Speakers were broadly united by the idea that nature-based solutions should be financed by joint efforts of public, private, international and domestic sources.
However, when summarising the key conclusions from the financing session at the end of the second day, the organisers stated that “overarching constraints in unlocking private finance remain due to lack of capacity to ensure social safeguards materialise on the ground as well as lack of investor risk appetite”.
What is the role of Indigenous and local communities?
In her opening address, Seddon said the growing recognition of the “deep interdependency” between societal wellbeing and ecosystems shows that “western science has finally caught up with that which Indigenous people have known for a long time”. This was a running theme throughout the three-day conference.
In a session dedicated to the crucial role of Indigenous and local people, Musonda Kapena, director at Namfumu Conservation Trust in Zambia, told attendees that she is known as “mother of caterpillars” in her local community.
Women and children in her community harvest caterpillars – which are a delicacy in the region – she explained. As caterpillars become increasingly popular abroad, she explained that respecting local knowledge is crucial to managing the caterpillar harvest sustainably.
The session also featured Dismas Partalala Meitaya, from Tanzania’s Ujamaa Community Resource Team. He explained the importance of Indigenous land conservation and community land ownership, using a case study of the Hadzabe community, which is one of the last hunter gatherer groups in the world.
Meitaya and his team helped the community to secure more than 100,500 hectares of land and natural resources. This has improved both livelihoods for the community and biodiversity in the area. “Without land rights, everything else fails”, he told the conference.
However, issues with promoting nature-based solutions in Indigenous communities were also raised in this session.

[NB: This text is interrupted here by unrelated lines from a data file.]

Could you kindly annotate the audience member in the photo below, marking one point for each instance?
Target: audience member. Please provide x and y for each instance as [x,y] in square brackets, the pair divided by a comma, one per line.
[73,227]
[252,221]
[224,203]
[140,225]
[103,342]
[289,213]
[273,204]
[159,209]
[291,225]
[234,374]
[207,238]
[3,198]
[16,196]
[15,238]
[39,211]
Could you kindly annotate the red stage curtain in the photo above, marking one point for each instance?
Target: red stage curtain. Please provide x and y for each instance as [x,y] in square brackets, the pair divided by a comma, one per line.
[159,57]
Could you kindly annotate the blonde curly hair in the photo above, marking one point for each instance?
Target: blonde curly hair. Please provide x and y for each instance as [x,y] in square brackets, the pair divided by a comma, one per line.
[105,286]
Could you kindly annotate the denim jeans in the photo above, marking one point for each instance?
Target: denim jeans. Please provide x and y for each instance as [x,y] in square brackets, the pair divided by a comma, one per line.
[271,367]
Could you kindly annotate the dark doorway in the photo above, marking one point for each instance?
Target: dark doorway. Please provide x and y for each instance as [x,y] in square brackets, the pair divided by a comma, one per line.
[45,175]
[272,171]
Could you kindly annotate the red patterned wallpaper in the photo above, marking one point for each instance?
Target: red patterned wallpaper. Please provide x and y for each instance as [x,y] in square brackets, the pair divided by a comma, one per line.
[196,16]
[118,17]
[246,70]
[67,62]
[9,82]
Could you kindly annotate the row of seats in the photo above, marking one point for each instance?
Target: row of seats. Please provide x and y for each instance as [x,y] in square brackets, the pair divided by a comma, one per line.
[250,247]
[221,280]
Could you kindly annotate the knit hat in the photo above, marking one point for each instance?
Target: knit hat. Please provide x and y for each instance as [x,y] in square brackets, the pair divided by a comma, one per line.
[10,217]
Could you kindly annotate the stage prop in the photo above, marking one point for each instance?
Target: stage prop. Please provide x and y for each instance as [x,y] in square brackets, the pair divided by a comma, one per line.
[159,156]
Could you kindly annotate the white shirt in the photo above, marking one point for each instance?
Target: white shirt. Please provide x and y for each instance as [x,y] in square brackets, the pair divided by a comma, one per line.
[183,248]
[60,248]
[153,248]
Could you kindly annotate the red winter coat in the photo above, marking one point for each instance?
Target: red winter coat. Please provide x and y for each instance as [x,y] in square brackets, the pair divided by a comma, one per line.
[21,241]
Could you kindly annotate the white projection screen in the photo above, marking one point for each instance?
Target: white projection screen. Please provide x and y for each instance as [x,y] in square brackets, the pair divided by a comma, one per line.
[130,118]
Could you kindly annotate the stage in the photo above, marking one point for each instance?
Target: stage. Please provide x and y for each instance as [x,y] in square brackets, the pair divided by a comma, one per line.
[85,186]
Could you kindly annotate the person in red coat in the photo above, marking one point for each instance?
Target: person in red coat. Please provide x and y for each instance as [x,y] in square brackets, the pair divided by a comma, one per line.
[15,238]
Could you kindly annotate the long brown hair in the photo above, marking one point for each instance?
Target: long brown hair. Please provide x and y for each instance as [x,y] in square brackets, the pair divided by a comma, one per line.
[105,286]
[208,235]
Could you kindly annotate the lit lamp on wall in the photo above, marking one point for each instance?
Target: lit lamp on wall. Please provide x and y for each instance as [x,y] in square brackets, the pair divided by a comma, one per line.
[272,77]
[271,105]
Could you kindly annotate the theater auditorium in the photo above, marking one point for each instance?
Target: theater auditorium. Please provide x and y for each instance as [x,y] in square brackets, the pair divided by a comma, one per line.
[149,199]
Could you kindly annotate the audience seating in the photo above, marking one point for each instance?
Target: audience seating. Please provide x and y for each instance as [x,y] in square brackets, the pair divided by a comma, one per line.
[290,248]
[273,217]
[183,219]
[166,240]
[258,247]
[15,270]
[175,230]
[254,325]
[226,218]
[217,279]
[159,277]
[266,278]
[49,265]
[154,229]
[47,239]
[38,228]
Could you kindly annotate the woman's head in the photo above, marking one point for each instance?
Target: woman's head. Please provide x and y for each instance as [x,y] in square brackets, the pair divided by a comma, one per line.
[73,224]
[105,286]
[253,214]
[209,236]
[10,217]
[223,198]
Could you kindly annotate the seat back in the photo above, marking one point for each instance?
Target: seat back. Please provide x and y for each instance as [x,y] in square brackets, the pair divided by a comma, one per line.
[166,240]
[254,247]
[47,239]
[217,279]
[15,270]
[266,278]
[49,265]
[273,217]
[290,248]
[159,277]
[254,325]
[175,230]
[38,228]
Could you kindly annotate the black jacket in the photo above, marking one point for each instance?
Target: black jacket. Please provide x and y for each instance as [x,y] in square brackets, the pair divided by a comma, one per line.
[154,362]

Marisol García – a Kichwa youth leader from Peru – told the conference that the current model of nature-based solutions violates Indigenous rights. She added:
“We don’t think that nature-based solutions are anything new. Rather, this is a model of life that our ancestors have been promoting over hundreds of years. And now unfortunately, these are seen as a way to legalise pollution and generate wealth in our forests for a few very privileged people.”
Conclusions & takeaways
Finally, Prof Nathalie Seddon wrapped-up the conference, drawing out overall themes that had emerged from the conference. She noted the incredible enthusiasm for NbS evident across a range of sectors, and how it is already clear that deploying NbS could help address a number of critical challenges.
Moving forward, priorities for the NbS include continuing to build the scientific evidence base and identify best practices, particularly in how to build collaborate approaches reflecting the knowledge and worldviews of Indigenous peoples and local communities.
All that was left was to thank those who had made the conference such a success: the organisers, the tech support, and the Natural History Museum and Oxford Martin School teams who hosted the in-person sessions. And of course the speakers, for providing an excellent range of talks and discussions, and the delegates for proving such an insightful and engaged audience.